Haas took more than a month off in the aftermath, returning to action while still dealing with bruises and leg pain stemming from the crash. Asked about the impact the incident may have had on his recent on-course slide, Haas opts to focus on the physical.

“I think I struggled to play for the first two months of it, just my legs were banged up,” Haas said after an opening-round 66 at Sedgefield. “They weren’t broken, they were just hurting and all that. But I could play golf, and I felt like in the position I was in, I needed to play. And I played through it, and who knows. Maybe that caused some stuff.”

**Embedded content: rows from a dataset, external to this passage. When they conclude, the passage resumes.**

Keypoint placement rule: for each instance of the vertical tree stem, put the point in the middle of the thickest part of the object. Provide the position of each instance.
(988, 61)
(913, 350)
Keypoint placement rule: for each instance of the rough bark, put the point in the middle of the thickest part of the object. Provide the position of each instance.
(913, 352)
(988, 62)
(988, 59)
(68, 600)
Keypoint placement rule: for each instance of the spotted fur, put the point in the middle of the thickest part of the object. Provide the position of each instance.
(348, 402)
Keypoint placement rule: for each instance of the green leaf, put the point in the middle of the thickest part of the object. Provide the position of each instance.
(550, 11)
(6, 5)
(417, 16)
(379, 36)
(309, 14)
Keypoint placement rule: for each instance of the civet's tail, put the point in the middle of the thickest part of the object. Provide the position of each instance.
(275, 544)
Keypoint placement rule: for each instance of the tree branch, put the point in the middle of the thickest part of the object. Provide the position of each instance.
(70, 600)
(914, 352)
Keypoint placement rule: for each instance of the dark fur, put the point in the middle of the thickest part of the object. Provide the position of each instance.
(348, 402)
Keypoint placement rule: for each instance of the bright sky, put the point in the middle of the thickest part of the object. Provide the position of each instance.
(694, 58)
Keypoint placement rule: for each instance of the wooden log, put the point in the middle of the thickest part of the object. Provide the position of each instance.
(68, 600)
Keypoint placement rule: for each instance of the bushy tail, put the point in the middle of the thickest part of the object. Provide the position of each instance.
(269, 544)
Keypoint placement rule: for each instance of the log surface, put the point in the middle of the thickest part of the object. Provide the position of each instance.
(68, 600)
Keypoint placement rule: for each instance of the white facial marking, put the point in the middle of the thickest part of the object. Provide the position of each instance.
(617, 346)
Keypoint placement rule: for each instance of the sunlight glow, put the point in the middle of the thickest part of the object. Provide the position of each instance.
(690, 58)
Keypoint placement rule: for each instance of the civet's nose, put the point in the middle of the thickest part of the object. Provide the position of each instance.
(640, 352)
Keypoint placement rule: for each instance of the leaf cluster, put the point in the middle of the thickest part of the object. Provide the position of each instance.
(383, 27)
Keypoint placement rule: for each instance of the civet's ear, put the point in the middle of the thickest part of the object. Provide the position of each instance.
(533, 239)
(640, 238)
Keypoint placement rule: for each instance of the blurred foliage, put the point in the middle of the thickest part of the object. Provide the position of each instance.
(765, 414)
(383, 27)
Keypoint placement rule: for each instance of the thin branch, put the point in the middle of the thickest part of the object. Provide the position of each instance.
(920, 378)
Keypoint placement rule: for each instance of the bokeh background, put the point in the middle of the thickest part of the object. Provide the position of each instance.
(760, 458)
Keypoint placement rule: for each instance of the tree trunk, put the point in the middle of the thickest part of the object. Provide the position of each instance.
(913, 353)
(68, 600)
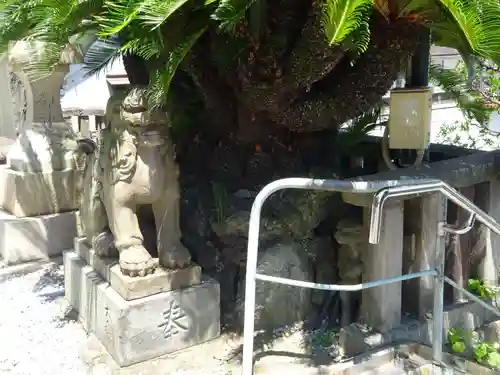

It’s the who knows that can linger after a tragedy. How his week at Riviera might have played out differently, how his season might have taken on a more consistent trajectory. How this season, where he has played the last two weeks in Lexington and Reno instead of Portrush and Memphis in an effort to chase status, might have fared.


Full-field scores from the Wyndham Championship

Full coverage of the Wyndham Championship


Haas’ laid-back, affable demeanor belies a man struggling with the what-ifs. His father, Jay, won nine times on Tour and has remained a constant resource and sounding board for his younger son. But this year, the paternal catch-up sessions have veered from fairways and greens to more probing topics, like sleep patterns.

“Just a few weeks ago, he said to my wife, Jan, to his mom, that he thinks about (the accident) every day,” Jay Haas said. “In his mind, somewhere, it’s just there. That’s an indelible mark.”

Father was in the gallery Thursday as son completed a bogey-free opener, one that left him four shots off the early lead on a day where low scores were in abundance. It’s a step in the right direction for Haas, who has shown bursts of his previous form but has struggled to sustain it, with no finishes better than T-10 since April 2018.

“There’s no one thing. I wish I could just change something, flip it, and be in the top 30 in the world again,” he said. “But it’s just been a struggle.”

That struggle has been evident to his peers on Tour, those for whom appropriate words of wisdom or encouragement have sometimes been difficult to find.

“I can’t imagine going through that. I don’t think you can understand it unless you’ve been through it,” said friend and fellow Wake Forest alum Webb Simpson. “I hated it for him. I know they were good friends, and it’s scary, especially since Bill has young kids. But something like that, I’m sure, will change you.”

Compared to many other players on or around the bubble, the consequences of a near-miss this week for Haas are somewhat tempered. He’s assured of retaining at least conditional status, a category from which he gleaned 23 starts this season. Then there’s the comfortable living he dug out of the dirt over the last 15 years, including that $10 million payday from his watery up-and-down at East Lake eight years ago. For Haas, 2020 prospects are not an all-or-nothing proposition.

But that solace doesn’t blunt the pain that lingers long after the bruises have healed, or the fact that every birdie and bogey he makes this week will still be viewed through the prism of a tragedy he endured 18 months ago.

“I have to think of it as how lucky I was. The other guy in the car wasn’t as lucky. His family doesn’t even have him, and I’m complaining about not playing good golf,” Haas said. “It’s a double-edged sword. I want to play better golf, but I’m also lucky to have the opportunity to do it. So I’m not trying to be cliché and all that stuff, but at the same time, there’s bad and good. And you’ve got to weigh on the good, or else you’ll be miserable.”